The result reflects a broader shift taking place across the United Kingdom’s political landscape. For decades, British politics was dominated by two major parties — Labour and the Conservatives. Yet rising frustration over issues such as the cost of living, housing shortages, climate policy, and public services has created space for smaller parties to gain traction.
By-election shocks do not always translate directly into national election outcomes. However, they often reveal deeper currents of voter dissatisfaction. When voters feel that traditional parties are slow to deliver change, they sometimes turn to alternatives that promise sharper policy shifts or a clearer political identity.
The Green Party’s success therefore signals more than a local upset. It reflects a growing fragmentation within the British electorate, where political loyalty is becoming weaker and voters are increasingly willing to experiment with new options.
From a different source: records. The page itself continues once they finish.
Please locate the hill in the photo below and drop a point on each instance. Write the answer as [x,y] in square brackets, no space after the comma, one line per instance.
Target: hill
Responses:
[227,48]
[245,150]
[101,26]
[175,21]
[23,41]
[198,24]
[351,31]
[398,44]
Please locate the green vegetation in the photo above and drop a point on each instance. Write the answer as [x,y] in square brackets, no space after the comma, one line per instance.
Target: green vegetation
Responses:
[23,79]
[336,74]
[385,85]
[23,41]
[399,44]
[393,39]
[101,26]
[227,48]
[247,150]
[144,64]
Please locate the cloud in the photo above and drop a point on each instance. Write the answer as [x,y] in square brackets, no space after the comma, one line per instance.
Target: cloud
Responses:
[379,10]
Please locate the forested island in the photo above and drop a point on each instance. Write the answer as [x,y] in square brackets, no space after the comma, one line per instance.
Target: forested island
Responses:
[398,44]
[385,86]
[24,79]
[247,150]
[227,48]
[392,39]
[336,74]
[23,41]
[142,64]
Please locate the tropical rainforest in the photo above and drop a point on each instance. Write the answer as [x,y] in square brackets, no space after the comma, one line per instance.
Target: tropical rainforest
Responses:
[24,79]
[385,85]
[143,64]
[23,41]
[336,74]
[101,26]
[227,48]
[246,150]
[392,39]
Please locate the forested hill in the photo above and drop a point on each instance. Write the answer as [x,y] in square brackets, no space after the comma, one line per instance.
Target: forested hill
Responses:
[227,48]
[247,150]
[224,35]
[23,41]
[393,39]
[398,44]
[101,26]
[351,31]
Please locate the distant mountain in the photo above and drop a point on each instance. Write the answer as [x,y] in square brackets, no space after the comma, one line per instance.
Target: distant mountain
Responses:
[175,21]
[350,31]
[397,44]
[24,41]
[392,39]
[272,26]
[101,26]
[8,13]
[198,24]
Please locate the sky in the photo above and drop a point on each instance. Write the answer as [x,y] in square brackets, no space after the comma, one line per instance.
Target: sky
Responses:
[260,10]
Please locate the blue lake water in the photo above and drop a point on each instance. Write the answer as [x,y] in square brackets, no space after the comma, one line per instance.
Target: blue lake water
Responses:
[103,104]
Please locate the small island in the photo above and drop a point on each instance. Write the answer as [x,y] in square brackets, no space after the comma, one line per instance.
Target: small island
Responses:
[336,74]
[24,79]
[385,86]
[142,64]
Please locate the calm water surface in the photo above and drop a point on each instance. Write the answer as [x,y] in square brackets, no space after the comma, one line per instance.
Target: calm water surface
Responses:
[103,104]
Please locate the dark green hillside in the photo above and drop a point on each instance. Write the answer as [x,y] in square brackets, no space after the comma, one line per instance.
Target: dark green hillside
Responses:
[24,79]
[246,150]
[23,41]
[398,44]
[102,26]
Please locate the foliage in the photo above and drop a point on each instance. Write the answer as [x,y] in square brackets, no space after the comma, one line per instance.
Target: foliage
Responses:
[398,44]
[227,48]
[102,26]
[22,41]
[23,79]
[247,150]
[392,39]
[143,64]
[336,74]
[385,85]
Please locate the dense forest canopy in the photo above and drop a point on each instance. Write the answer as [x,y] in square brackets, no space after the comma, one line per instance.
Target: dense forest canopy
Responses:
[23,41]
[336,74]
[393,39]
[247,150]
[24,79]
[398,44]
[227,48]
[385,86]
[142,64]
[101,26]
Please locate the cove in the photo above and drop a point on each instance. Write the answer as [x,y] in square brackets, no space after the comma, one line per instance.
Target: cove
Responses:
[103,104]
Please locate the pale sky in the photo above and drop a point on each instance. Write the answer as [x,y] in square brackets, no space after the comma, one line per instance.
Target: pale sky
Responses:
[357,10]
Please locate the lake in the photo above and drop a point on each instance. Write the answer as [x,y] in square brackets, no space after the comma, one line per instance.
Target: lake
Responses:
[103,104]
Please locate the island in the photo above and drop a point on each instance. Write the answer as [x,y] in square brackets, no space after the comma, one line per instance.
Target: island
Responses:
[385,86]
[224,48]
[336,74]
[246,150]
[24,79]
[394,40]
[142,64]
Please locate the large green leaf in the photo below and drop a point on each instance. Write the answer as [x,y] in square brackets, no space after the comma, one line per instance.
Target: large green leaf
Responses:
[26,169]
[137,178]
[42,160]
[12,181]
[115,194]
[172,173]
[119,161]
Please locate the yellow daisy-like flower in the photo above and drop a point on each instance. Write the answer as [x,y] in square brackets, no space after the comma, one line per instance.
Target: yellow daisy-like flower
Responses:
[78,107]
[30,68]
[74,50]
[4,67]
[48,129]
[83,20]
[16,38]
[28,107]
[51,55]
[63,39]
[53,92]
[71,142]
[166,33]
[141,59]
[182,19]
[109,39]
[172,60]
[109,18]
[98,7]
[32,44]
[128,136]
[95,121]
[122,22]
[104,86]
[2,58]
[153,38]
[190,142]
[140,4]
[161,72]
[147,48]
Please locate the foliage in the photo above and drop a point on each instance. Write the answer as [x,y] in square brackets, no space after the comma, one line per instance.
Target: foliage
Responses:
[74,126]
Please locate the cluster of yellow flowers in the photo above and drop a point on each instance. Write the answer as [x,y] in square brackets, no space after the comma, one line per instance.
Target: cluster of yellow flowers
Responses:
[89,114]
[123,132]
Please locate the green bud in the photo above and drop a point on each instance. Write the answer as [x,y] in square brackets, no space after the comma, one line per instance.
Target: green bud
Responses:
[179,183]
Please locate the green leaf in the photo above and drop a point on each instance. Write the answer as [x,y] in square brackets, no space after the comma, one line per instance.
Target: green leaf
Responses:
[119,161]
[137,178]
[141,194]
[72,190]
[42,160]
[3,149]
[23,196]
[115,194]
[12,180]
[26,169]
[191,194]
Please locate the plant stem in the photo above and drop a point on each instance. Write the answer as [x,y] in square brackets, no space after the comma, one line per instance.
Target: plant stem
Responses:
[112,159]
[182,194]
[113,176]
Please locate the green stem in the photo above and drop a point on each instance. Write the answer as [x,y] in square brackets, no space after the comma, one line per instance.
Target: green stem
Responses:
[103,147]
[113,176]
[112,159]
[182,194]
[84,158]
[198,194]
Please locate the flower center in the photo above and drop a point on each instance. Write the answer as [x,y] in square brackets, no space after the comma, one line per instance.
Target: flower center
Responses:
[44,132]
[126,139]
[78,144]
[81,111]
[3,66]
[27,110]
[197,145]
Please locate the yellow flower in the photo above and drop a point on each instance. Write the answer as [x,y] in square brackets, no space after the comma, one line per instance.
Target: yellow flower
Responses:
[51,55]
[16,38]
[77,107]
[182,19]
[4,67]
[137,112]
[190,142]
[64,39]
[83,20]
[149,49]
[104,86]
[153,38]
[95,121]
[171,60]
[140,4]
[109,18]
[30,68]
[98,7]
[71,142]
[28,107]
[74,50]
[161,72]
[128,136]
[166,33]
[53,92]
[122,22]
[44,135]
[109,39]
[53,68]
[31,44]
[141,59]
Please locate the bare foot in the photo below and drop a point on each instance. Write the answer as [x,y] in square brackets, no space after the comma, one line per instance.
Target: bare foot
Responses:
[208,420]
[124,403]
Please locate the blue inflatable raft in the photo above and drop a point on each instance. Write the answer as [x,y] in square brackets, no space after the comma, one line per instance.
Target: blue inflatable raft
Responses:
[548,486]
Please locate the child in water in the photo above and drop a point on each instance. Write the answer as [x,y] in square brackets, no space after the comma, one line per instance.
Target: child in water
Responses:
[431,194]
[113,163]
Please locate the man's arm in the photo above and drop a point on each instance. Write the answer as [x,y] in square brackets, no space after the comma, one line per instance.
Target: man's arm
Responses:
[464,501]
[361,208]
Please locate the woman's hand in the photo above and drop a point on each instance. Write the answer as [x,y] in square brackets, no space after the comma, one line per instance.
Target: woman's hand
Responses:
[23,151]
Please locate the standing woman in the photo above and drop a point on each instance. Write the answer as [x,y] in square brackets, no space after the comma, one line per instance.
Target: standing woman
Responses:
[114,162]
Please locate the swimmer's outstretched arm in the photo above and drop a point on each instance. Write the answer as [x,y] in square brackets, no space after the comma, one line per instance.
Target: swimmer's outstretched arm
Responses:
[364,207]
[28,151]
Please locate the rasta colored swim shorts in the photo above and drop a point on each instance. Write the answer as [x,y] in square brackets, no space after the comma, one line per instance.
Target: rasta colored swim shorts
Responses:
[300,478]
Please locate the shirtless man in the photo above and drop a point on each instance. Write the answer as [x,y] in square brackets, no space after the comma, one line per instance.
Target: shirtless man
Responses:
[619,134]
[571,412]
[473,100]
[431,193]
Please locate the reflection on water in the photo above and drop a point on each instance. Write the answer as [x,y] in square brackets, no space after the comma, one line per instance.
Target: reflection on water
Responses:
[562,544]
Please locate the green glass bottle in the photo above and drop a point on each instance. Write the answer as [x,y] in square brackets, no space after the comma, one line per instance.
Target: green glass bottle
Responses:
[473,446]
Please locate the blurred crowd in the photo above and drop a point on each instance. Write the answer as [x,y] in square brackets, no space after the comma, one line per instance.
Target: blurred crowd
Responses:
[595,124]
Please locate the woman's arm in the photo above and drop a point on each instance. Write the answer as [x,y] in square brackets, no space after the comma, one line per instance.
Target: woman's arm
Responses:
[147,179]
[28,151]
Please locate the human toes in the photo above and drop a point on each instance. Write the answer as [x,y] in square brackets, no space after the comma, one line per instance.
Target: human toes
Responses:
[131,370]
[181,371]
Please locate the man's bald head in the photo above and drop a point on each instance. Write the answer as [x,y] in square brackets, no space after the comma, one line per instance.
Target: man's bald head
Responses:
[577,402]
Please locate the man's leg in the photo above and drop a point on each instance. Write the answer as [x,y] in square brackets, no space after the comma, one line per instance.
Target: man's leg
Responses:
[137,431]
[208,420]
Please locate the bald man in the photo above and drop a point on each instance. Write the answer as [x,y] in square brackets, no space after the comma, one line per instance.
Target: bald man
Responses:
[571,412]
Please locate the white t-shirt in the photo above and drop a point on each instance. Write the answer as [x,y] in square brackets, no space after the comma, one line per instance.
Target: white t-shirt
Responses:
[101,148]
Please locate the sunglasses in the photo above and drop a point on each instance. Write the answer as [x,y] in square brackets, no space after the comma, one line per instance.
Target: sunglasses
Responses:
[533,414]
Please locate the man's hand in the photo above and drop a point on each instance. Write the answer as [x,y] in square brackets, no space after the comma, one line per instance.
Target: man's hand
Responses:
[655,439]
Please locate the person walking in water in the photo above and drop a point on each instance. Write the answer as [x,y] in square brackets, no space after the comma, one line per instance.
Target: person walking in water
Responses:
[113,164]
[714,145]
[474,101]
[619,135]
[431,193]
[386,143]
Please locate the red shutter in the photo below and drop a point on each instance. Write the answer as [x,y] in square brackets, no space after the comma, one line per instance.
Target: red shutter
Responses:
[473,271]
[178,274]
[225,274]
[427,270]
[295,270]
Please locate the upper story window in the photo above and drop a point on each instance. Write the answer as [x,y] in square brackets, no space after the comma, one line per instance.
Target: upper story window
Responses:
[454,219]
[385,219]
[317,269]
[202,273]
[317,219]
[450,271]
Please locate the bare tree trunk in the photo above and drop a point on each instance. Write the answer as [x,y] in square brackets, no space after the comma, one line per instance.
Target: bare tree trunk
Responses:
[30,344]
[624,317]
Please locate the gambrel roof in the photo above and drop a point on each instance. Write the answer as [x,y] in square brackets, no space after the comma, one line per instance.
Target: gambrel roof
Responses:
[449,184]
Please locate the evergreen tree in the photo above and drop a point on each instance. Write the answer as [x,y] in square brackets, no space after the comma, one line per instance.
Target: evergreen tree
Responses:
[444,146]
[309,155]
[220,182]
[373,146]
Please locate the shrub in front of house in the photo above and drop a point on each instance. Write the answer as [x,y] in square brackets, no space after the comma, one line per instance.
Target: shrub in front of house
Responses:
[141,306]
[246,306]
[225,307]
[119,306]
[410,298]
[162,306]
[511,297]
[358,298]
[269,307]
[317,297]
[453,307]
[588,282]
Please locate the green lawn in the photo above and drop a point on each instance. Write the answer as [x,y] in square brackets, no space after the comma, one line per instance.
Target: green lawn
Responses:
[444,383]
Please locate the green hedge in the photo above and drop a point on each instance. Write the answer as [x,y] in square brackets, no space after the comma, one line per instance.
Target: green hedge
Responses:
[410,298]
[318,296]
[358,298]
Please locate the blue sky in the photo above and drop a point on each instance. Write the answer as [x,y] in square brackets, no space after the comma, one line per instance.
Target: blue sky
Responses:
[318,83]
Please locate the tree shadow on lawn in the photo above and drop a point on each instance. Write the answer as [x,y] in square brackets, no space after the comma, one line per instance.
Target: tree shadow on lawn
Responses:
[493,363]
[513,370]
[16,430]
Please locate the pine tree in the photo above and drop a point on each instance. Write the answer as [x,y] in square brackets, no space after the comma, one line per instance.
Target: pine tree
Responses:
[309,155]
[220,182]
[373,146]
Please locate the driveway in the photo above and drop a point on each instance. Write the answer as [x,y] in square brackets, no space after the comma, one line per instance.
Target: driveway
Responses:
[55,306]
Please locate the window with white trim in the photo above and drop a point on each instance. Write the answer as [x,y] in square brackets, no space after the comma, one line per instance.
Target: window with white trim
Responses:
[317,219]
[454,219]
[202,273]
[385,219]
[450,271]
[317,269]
For the government, the message behind the result is clear: electoral mandates alone do not guarantee patience. In an era of economic pressure and political polarization, voters expect visible progress — and they are prepared to reward or punish parties much more quickly than in the past.
Conclusion
What ties all of these stories together is the way power is quietly shifting across the global system.
Europe’s search for energy security shows that solving one geopolitical dependency often creates another. The shift from Russian pipelines to global LNG markets has redistributed risk across oceans and maritime chokepoints.
Spain’s rise as a key LNG hub illustrates how infrastructure built decades ago can suddenly acquire strategic importance when geopolitical conditions change.
Iran reminds us that political systems rarely collapse simply because they face pressure. Regimes endure until the institutions that sustain them begin to fracture.
In Latin America, the leadership of the Inter-American Development Bank highlights how development finance is becoming an increasingly important arena of global influence.
And in the United Kingdom, the growing fragmentation of the electorate reflects a broader challenge facing democratic governments around the world: voters are demanding faster, more visible change.
Taken together, these developments show that geopolitics today is not just about states competing for territory or military advantage. It is about control over networks — energy networks, financial networks, political institutions, and the expectations of societies navigating an increasingly uncertain world.
Thank you for listening to Café con Leche - the bilingual geopolitics podcast where we explore global power through the most important themes shaping international politics today.